Is Anne of Green Gables set in Canada? I always assumed it might be something to do with Henry the Eighth (flaunting my ignorance!)

I'm put off on the road simply because they'd be a weight of expectation

Green Gordon said...

Pfff.... Anne of Green Gables is in Prince Edward Island. Every Canadian knows this. And you call yourself Canadian.... (joke)

scott redding said...

I wish this was satire, but it's a real tourist board website. "The Gentle Island" - as opposed to those horribly vicious islands that suddenly close on you like venus-fly-traps.

Jim Jepps said...

You've obviously never been to Canvey Island in Essex - the definition of a non-Gentle Island.

weggis said...

Does having seen the Film or the BBC TV series count?

Anonymous said...

We could all quibble for days about what should and shouldn't be on, which is what makes such lists kind of meaningless. But the number of children's books on the list is a little weird to me. Does this imply people only read when they are kids? The fact that most people have only read 6 on the list is not surprising - I suspect that if books were judged by the number of people that read them, Mills and Boon would fill the top 100 at least. And there is nothing wrong with that.

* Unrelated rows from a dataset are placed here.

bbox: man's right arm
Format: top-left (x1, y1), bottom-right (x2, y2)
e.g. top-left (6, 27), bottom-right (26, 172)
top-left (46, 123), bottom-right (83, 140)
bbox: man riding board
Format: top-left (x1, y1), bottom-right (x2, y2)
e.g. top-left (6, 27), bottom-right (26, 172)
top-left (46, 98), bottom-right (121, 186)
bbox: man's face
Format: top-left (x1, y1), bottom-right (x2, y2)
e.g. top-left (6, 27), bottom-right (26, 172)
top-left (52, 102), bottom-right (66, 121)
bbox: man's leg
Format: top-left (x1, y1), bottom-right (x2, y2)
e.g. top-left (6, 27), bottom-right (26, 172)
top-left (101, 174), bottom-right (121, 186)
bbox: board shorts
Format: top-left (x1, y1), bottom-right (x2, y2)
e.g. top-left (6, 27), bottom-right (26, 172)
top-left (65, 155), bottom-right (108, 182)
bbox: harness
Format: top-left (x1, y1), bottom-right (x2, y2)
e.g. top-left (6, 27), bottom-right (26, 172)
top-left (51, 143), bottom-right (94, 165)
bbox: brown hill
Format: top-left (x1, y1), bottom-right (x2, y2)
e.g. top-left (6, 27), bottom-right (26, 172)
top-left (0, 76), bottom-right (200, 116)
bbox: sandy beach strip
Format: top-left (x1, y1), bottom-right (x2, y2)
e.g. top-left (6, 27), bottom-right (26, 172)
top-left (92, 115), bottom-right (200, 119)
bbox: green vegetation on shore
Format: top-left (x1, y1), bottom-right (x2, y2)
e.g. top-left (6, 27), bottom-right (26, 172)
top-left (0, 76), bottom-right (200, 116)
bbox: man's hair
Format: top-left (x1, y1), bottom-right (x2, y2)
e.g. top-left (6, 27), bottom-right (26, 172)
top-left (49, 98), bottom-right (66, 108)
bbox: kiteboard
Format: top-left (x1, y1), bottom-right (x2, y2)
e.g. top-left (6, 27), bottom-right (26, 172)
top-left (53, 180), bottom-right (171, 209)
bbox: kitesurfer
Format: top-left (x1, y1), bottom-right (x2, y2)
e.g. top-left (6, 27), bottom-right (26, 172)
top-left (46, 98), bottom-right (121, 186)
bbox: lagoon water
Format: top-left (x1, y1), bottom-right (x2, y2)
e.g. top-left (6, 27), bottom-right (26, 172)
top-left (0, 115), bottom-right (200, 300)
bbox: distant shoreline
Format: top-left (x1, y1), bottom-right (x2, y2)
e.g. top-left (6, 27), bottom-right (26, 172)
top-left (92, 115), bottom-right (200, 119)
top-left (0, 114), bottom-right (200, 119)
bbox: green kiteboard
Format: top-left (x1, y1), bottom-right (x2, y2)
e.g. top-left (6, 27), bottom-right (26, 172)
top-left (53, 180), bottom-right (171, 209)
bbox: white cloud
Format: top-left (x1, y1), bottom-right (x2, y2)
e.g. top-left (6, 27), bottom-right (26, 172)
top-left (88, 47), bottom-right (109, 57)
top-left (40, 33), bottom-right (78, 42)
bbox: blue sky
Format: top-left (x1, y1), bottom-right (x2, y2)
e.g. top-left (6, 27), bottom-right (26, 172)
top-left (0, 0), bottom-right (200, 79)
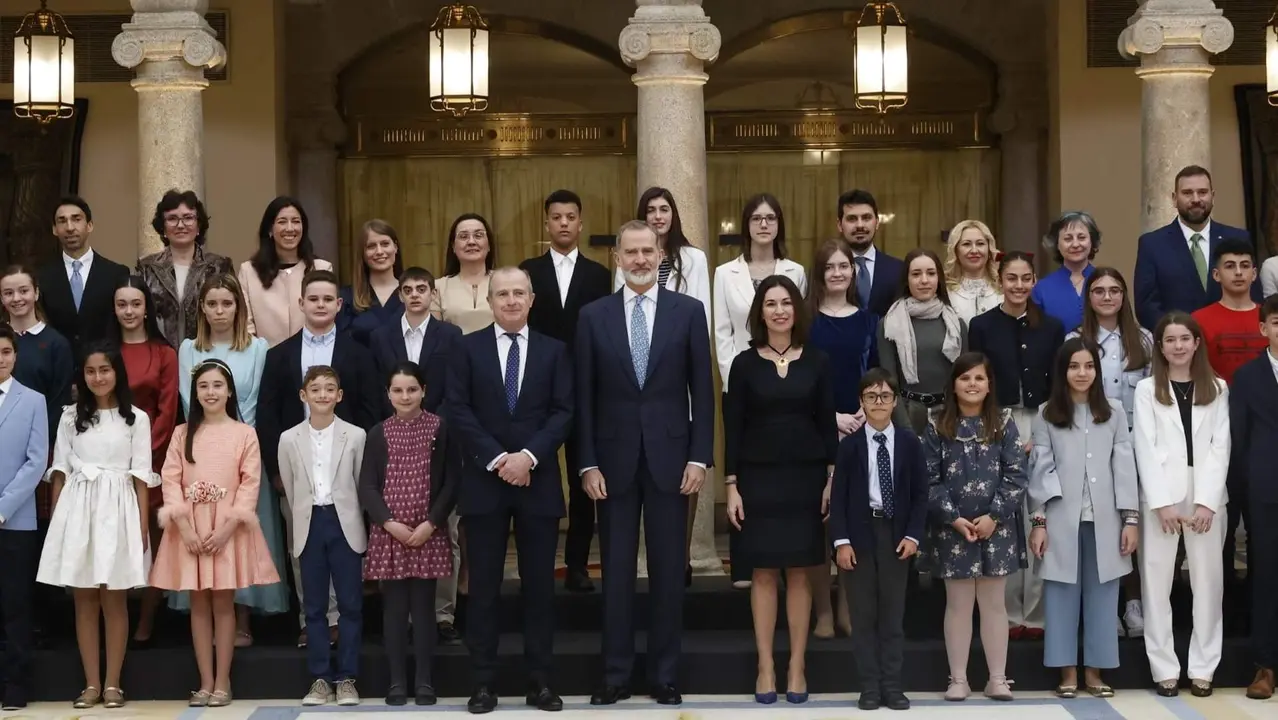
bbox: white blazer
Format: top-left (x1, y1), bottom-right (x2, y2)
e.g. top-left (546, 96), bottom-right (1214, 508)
top-left (612, 246), bottom-right (711, 331)
top-left (1132, 377), bottom-right (1229, 513)
top-left (714, 254), bottom-right (808, 393)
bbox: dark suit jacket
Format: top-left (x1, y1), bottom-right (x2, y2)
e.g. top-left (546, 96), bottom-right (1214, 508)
top-left (447, 325), bottom-right (573, 518)
top-left (368, 313), bottom-right (461, 417)
top-left (1228, 350), bottom-right (1278, 501)
top-left (257, 330), bottom-right (385, 478)
top-left (869, 249), bottom-right (905, 317)
top-left (829, 425), bottom-right (928, 552)
top-left (1132, 220), bottom-right (1264, 330)
top-left (519, 251), bottom-right (612, 350)
top-left (575, 286), bottom-right (714, 495)
top-left (36, 251), bottom-right (129, 358)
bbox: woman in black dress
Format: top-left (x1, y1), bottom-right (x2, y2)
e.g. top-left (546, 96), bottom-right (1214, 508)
top-left (723, 275), bottom-right (838, 703)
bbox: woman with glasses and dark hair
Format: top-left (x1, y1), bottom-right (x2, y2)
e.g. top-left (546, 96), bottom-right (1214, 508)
top-left (431, 212), bottom-right (497, 334)
top-left (138, 189), bottom-right (234, 348)
top-left (236, 196), bottom-right (332, 348)
top-left (723, 275), bottom-right (838, 705)
top-left (1034, 210), bottom-right (1100, 333)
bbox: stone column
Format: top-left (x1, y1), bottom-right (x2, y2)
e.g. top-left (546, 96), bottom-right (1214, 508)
top-left (617, 0), bottom-right (723, 574)
top-left (1118, 0), bottom-right (1233, 230)
top-left (111, 0), bottom-right (227, 256)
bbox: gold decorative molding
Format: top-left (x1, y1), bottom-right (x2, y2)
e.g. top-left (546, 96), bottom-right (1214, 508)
top-left (343, 110), bottom-right (994, 157)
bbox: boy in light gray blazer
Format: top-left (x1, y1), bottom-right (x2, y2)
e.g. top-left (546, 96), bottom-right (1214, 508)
top-left (280, 364), bottom-right (368, 706)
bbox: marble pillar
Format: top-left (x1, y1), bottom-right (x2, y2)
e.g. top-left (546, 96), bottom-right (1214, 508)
top-left (111, 0), bottom-right (224, 257)
top-left (617, 0), bottom-right (723, 574)
top-left (1118, 0), bottom-right (1233, 231)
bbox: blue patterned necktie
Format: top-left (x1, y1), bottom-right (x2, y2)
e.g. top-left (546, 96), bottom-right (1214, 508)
top-left (874, 432), bottom-right (896, 518)
top-left (506, 333), bottom-right (519, 413)
top-left (72, 260), bottom-right (84, 311)
top-left (856, 256), bottom-right (874, 308)
top-left (630, 295), bottom-right (651, 390)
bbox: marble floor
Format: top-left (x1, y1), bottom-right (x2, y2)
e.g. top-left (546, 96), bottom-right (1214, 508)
top-left (0, 689), bottom-right (1278, 720)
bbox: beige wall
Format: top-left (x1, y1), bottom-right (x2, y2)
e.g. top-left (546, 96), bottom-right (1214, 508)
top-left (0, 0), bottom-right (288, 263)
top-left (1048, 0), bottom-right (1265, 280)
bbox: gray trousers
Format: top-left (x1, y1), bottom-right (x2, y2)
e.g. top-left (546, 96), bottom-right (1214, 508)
top-left (838, 518), bottom-right (910, 692)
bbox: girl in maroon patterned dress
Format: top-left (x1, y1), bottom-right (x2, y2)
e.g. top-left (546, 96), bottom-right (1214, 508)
top-left (359, 362), bottom-right (459, 705)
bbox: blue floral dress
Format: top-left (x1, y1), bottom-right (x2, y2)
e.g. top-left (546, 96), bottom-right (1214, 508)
top-left (923, 411), bottom-right (1029, 579)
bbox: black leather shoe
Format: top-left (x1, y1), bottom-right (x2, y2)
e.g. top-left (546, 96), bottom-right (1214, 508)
top-left (883, 691), bottom-right (910, 710)
top-left (564, 570), bottom-right (594, 592)
top-left (524, 685), bottom-right (564, 712)
top-left (436, 623), bottom-right (461, 645)
top-left (466, 685), bottom-right (497, 715)
top-left (590, 685), bottom-right (630, 705)
top-left (386, 685), bottom-right (408, 707)
top-left (652, 685), bottom-right (684, 705)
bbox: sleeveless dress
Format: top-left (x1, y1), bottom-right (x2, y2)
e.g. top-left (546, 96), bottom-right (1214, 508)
top-left (364, 412), bottom-right (452, 581)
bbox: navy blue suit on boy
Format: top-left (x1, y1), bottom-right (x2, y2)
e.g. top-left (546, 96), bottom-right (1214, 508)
top-left (829, 423), bottom-right (928, 694)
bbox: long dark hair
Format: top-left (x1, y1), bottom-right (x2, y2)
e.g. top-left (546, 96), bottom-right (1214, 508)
top-left (746, 193), bottom-right (786, 262)
top-left (249, 194), bottom-right (316, 288)
top-left (635, 187), bottom-right (690, 292)
top-left (1043, 336), bottom-right (1112, 427)
top-left (1079, 267), bottom-right (1154, 370)
top-left (1151, 309), bottom-right (1220, 405)
top-left (935, 353), bottom-right (1005, 444)
top-left (899, 248), bottom-right (957, 305)
top-left (998, 249), bottom-right (1037, 329)
top-left (746, 275), bottom-right (808, 348)
top-left (75, 340), bottom-right (133, 432)
top-left (184, 358), bottom-right (239, 464)
top-left (442, 212), bottom-right (497, 278)
top-left (110, 275), bottom-right (169, 345)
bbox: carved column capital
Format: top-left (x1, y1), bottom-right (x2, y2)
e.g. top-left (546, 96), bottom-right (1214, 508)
top-left (617, 0), bottom-right (723, 84)
top-left (1118, 0), bottom-right (1233, 62)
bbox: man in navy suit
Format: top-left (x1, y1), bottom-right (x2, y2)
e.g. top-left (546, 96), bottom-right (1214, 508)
top-left (829, 367), bottom-right (928, 710)
top-left (575, 220), bottom-right (714, 705)
top-left (447, 267), bottom-right (573, 714)
top-left (368, 267), bottom-right (461, 417)
top-left (838, 189), bottom-right (905, 317)
top-left (1132, 165), bottom-right (1261, 330)
top-left (1229, 295), bottom-right (1278, 700)
top-left (0, 324), bottom-right (49, 710)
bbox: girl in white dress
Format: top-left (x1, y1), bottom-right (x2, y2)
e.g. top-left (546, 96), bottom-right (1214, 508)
top-left (36, 343), bottom-right (160, 708)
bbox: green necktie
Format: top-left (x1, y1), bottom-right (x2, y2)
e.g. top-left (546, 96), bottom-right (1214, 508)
top-left (1190, 233), bottom-right (1206, 290)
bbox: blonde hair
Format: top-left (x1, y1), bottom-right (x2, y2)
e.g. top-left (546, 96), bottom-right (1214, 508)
top-left (194, 272), bottom-right (253, 353)
top-left (943, 220), bottom-right (999, 290)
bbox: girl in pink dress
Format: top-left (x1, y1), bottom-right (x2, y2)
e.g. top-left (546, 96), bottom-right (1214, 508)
top-left (151, 358), bottom-right (280, 707)
top-left (359, 362), bottom-right (458, 705)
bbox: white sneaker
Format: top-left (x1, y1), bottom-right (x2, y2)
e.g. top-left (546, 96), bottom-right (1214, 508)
top-left (1122, 600), bottom-right (1145, 637)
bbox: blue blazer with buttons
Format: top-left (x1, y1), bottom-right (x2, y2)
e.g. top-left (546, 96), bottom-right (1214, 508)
top-left (829, 423), bottom-right (928, 552)
top-left (0, 380), bottom-right (49, 531)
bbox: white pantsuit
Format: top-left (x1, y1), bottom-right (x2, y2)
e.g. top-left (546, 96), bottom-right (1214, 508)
top-left (1132, 377), bottom-right (1229, 683)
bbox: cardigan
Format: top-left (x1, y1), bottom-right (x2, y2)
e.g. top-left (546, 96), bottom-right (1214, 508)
top-left (967, 307), bottom-right (1065, 411)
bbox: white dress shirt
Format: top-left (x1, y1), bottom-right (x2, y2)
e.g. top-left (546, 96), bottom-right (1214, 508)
top-left (307, 422), bottom-right (337, 505)
top-left (400, 313), bottom-right (431, 362)
top-left (63, 248), bottom-right (93, 283)
top-left (486, 322), bottom-right (537, 472)
top-left (551, 247), bottom-right (581, 307)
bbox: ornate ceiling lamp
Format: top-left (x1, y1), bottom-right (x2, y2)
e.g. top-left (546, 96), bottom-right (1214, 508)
top-left (431, 3), bottom-right (488, 118)
top-left (852, 1), bottom-right (910, 115)
top-left (13, 0), bottom-right (75, 124)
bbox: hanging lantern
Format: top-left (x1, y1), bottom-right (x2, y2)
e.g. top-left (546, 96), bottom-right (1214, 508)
top-left (431, 3), bottom-right (488, 118)
top-left (1265, 5), bottom-right (1278, 106)
top-left (13, 0), bottom-right (75, 124)
top-left (852, 1), bottom-right (910, 114)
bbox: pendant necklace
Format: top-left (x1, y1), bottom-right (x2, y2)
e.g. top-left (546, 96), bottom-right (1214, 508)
top-left (768, 343), bottom-right (794, 370)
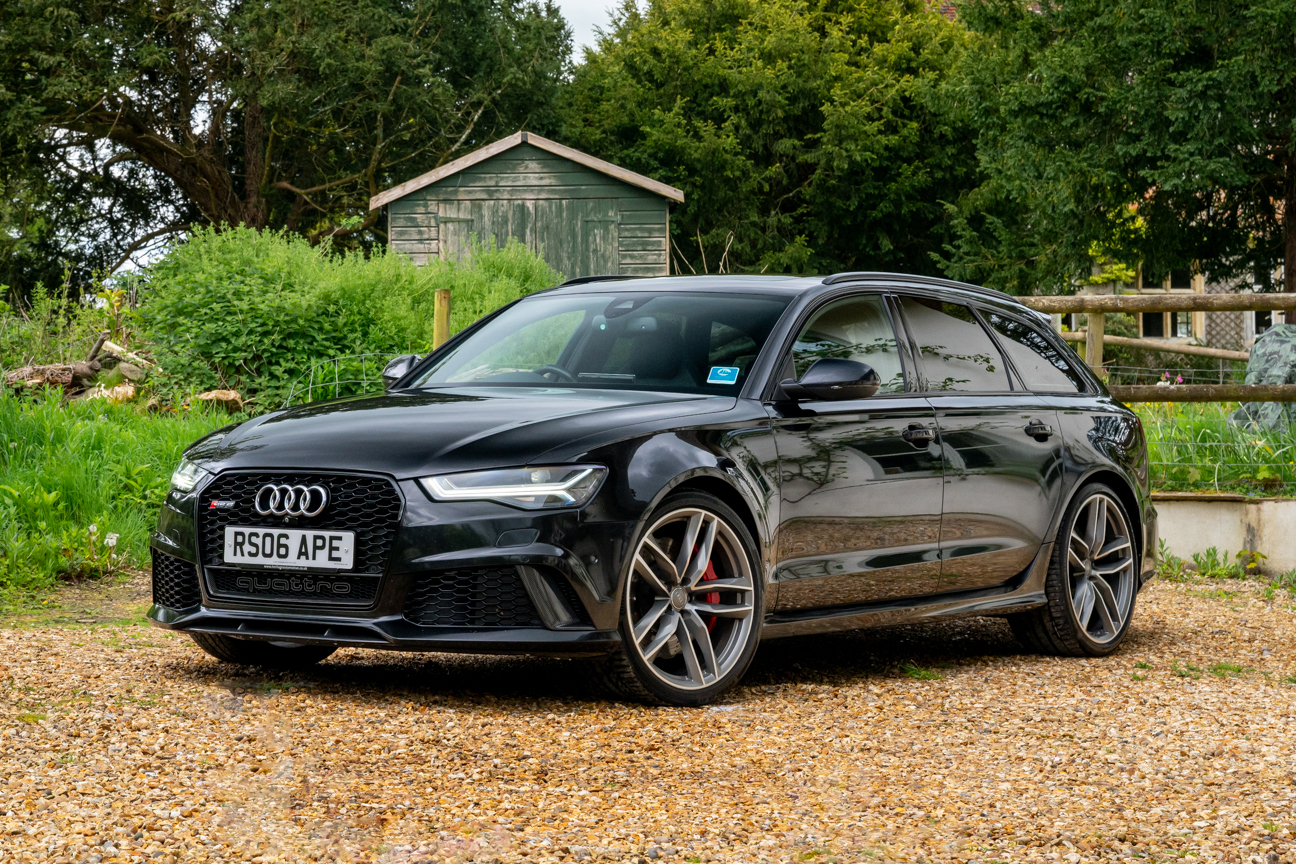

(btw, there is nothing at all embarrassing about having read Terry Prachett. The only time I have ever fallen off a chair I was laughing so much was when reading one of his books... ;)

Jim Jepps said...

Huh - coincidence - Iwas discussing Paulo Coelho at work today.

Moll - I thought your first sentance was going to go "We could all quibble for days about what should and shouldn't be on, which is what makes such lists kind of" fun. But it didn't :(

Come on - this is a wonderful quibbling opportunity - don't pass it up!